“Bruno, Bruno” was the ecstatic cry offered to Manchester United’s talisman, whose goal here – his side’s third of the night – killed off Real Betis and gave the Portuguese a dash of redemption four days after the 7-0 humbling by Liverpool.
Fernandes’s petulant display in that horror show led to his status as United’s stand-in captain being questioned, so to score in this Europa League last-16 first leg was the perfect response – as was the result for Erik ten Hag’s team.
In choosing the same XI that earned the wrong kind of immortality at the hands of their arch rivals, the manager’s thinking was an if-it’s-broke-you-lot-fix-it approach. It worked, though United were tentative before an upgrade in performance after the interval. Antony, so far, is proving a one-trick footballer but what an act it is: he once more dipped on to his left foot before caressing in United’s second goal to calm his team.
It was a fine start but Ten Hag was soon howling instructions at Fred and was not impressed when a David de Gea pass went straight to Luiz Henrique, the type of sloppy football the manager detests: the passage of play encapsulated United’s opening half. Next, the camera cut to a disbelieving Ten Hag after Weghorst somehow missed a classic poacher’s chance from a Luke Shaw cross following a one-two with Rashford.
United lacked a killer touch and were vulnerable from Betis’s quick passing, as when Luiz Felipe’s burst engineered a corner, and another aimless De Gea hoof – this time sending the ball out of play – signalled the home side could really use a second goal. It nearly came after a Shaw nod-on turned Betis and allowed Antony, switching to the left, to find Rashford. His effort came to Fernandes, whose shot was deflected for a corner.
Then Betis equalised. Ayoze Pérez was found in space on the right after Juanmi had chested the ball on to his left arm. The on-loan Leicester forward hit a clean strike that arrowed past De Gea into the far corner and the finish stood, the VAR having no interest in intervening.

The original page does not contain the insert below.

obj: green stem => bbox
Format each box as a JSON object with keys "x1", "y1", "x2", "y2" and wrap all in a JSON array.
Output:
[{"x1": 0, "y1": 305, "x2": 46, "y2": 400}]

Cue jubilation from the travelling Betis fans and a grim-faced Ten Hag. Next, William Carvalho claimed a corner and United were relieved when Fernandes cleared the delivery from Joaquín, the visiting 41-year-old captain. At the close of the first half snow swirled and there was another close call for Ten Hag’s side after De Gea latest calamity had the goalkeeper spraying the ball to Juanmi. His pass found Pérez, whose effort was deflected on to United’s left post by Lisandro Martínez and away to safety.
Ten Hag abandoned the Anfield XI as Aaron Wan-Bissaka took over from Dalot at right-back for the second half. The ex-Crystal Palace man’s opening contribution was to sell Antony short with a pass. United continued to look disjointed and there was a sense of their confidence draining, which was scant surprise after the humiliation at Liverpool.
But then Antony intervened with a carbon copy of a goal he has scored a few times since joining in the summer. A drop of the shoulder was followed by a jink inside and a floated, curled effort that sailed perfectly in, hitting the inside of Bravo’s right-hand side-netting.
Ten Hag punched the air and the fans in Old Trafford rediscovered their vocal cords as the atmosphere moved from nervy to cheery. Fernandes, who had created Antony’s goal, soon turned scorer, flicking a header beyond Bravo from a Shaw corner. The visiting keeper showed soft hands at precisely the wrong moment.
The goal had the Stretford End delirious and United’s captain mobbed by teammates happy for a player who had been unfairly maligned after the Liverpool defeat. Fernandes was not finished. A slide-rule ball into Antony went close to creating a fourth but the Brazilian’s dink was too high.
Antony could not finish, either, when later roving in, as United enjoyed the closing phases, pinging possession about and frustrating their opponents. But Weghorst surely put his side safely into the quarter-finals before the second leg with a goal-sniffer’s finish for what was only his second goal for the club.